Type erasure: Retrieving value - type check at compile time

Question

I have a limited set of very different types, from which I want to store instances in a single collection, specifically a map. To this end, I use the type erasure idiom, ie. I have a non-templated base class from which the templated, type specific class inherits:

struct concept
{
   virtual std::unique_ptr<concept> copy() = 0; // example member function
};

template <typename T>
struct model : concept
{
   T value;
   std::unique_ptr<concept> copy() override { ... }
}

I then store unique_ptrs to concept in my map. To retrieve the value, I have a templated function which does a dynamic cast to the specified type.

template <typename T>
void get(concept& c, T& out) {
   auto model = dynamic_cast<model<T>>(&c);
   if (model == nullptr) throw "error, wrong type";
   out = model->value;
}

What I don't like about this solution is, that specifying a wrong T is only detected at runtime. I'd really really like this to be done at compile time.

My options are as I see the following, but I don't think they can help here:

• Using ad hoc polymorphism by specifying free functions with each type as an overload, or a template function, but I do not know where to store the result.

  • Using CRTP won't work, because then the base class would need to be templated.

  • Conceptually I would need a virtual function which takes an instance of a class where the result will be stored. However since my types are fundamentally different, this class would need to be templated, which does not work with virtual.

Anyways, I'm not even sure if this is logically possible, but I would be very glad if there was a way to do this.

Answer 1

Your runtime check occurs at the point where you exit type erasure.

If you want to compile time check the operation, move it within the type erased boundaries, or export enough information to type erase later.

So enumerate the types, like std variant. Or enumerate the algorithms, like you did copy. You can even mix it, like a variant of various type erased sub-algorithms for the various kinds of type stored.

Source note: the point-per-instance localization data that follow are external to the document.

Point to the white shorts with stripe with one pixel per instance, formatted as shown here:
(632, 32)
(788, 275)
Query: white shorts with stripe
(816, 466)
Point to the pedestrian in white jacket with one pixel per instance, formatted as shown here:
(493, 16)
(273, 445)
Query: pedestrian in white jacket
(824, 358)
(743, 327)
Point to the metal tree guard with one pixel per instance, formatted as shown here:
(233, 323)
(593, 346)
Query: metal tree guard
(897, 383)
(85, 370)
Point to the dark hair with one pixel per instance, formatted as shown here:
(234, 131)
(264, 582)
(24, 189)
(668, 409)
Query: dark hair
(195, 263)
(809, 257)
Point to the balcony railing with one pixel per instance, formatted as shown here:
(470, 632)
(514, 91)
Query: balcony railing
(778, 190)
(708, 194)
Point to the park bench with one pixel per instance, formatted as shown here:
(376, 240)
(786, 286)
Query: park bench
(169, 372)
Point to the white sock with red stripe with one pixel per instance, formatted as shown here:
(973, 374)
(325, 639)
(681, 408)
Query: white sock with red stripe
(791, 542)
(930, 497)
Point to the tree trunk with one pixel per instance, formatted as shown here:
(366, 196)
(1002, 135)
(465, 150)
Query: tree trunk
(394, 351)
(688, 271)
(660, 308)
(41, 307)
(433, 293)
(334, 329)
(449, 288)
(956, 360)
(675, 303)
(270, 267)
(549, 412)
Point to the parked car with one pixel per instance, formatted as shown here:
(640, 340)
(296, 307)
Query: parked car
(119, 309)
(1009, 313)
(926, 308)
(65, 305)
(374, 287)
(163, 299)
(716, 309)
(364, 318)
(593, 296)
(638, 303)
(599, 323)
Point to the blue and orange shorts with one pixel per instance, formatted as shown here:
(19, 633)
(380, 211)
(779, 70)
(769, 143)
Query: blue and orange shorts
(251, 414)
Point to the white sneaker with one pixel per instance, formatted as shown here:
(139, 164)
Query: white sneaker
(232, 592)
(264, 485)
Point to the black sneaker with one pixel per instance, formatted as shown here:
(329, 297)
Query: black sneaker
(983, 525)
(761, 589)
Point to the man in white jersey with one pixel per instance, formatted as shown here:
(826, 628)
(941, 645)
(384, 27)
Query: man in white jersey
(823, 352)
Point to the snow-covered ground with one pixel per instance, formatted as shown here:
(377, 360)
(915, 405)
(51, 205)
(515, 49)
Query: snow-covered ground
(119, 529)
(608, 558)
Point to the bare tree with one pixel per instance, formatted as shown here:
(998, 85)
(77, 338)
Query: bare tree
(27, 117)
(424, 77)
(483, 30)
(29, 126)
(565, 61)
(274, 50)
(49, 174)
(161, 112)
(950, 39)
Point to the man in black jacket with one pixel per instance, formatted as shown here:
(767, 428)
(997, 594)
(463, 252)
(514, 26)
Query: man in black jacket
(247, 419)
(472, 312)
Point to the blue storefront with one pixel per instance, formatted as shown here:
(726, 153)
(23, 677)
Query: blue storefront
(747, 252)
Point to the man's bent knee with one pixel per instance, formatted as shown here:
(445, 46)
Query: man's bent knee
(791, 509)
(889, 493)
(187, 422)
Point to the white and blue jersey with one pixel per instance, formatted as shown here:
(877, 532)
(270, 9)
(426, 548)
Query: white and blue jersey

This does not support any algorithm on any type polymorphism; one of the two must be enumerated for things to resolve at compile time and not have a runtime check.

Answer 2

For a limited set of types, your best option is variant. You can operate on a variant most easily by specifying what action you would take for every single variant, and then it can operate on a variant correctly. Something along these lines:

std::unordered_map<std::string, std::variant<Foo, Bar>> m;

m["a_foo"] = Foo{};
m["a_bar"] = Bar{};

for (auto& e : m) {
    std::visit(overloaded([] (Foo&) { std::cerr << "a foo\n"; }
                          [] (Bar&) { std::cerr << "a bar\n"; },
               e.second);
}

std::variant is c++17 but is often available in the experimental namespace beforehand, you can also use the version from boost. See here for the definition of overloaded: http://en.cppreference.com/w/cpp/utility/variant/visit (just a small utility the standard library unfortunately doesn't provide).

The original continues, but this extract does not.